Forty Years of Peking Duck Supremacy
In the relentless churn of Bay Area restaurant culture, Great China is something rare: an institution that has simply refused to be overtaken. Since Mike and Jenny Yu opened this Northern Chinese kitchen on Bancroft Way in 1985, the restaurant has maintained its reputation as the definitive Peking duck destination in the region — a claim that has survived decades of competition, countless imitators, and the arrival of more fashionable dining neighbourhoods nearby.
The Peking duck at Great China is the kind of dish that rewires your expectations. The skin arrives lacquered to a deep, burnished mahogany, paper-thin and shatteringly crisp, fanned dramatically over the meat in a presentation that is theatrical without being excessive. The accompanying pancakes are translucent and impossibly delicate. Scallion, cucumber, hoisin — the classical accompaniments — allow the duck itself to remain the centrepiece. This is old-world technique executed with total precision, and it is the reason Bay Area diners have been booking two weeks in advance for forty years.
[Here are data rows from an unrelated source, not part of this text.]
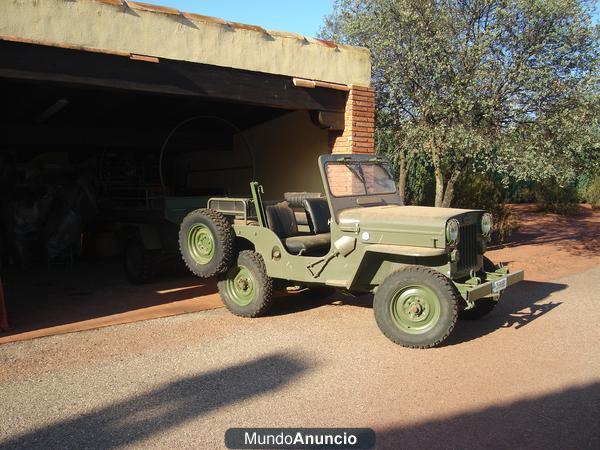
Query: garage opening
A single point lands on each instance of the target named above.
(102, 155)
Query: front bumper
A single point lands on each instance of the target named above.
(495, 283)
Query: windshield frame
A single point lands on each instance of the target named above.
(360, 176)
(341, 203)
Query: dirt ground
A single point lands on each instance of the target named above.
(88, 296)
(549, 246)
(525, 376)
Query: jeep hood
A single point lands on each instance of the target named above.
(390, 217)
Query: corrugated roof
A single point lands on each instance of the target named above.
(209, 19)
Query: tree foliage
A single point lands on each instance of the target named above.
(509, 86)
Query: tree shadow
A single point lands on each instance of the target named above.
(173, 404)
(519, 306)
(566, 419)
(577, 234)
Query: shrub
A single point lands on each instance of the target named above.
(558, 199)
(592, 193)
(479, 191)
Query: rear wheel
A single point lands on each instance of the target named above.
(416, 307)
(246, 289)
(483, 306)
(207, 242)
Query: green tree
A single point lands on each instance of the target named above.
(499, 85)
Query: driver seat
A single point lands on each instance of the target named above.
(282, 221)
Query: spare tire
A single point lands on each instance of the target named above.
(207, 242)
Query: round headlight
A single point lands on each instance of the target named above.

The menu extends well beyond the signature bird. The double-skin salad — braised and chilled pork skin dressed with a spiced vinaigrette — is a study in texture and restraint. Crab meat with buns elevates a classic banquet dish. Walnut prawns, Mongolian beef, and garlic fried rice round out a menu that rewards systematic exploration across multiple visits. The room is large, warm, and animated by the particular energy of a restaurant that knows exactly what it is and has never needed to reinvent itself.
Great China operates as a genuine neighbourhood institution — tables fill with large family groups, university faculty, long-time Berkeley residents, and first-timers who have read about the duck and made the pilgrimage from San Francisco or the Peninsula. For larger parties, reservations are available; for smaller groups, be prepared to queue. It is always worth the wait.
Why Great China is Perfect for a Team Dinner
There is a particular genius to a shared Chinese banquet for team dinners, and Great China executes it beautifully. Order a whole Peking duck served tableside and the ritual of wrapping pancakes together breaks down hierarchies and starts conversations that conference rooms never could. The broad menu supports every dietary preference without awkward negotiations. The price point is generous enough for a group without requiring CFO sign-off, and the animated, convivial dining room provides natural cover for the kind of candid conversation that makes team dinners genuinely productive. Book a round table for six to twelve and order aggressively — you will not regret it.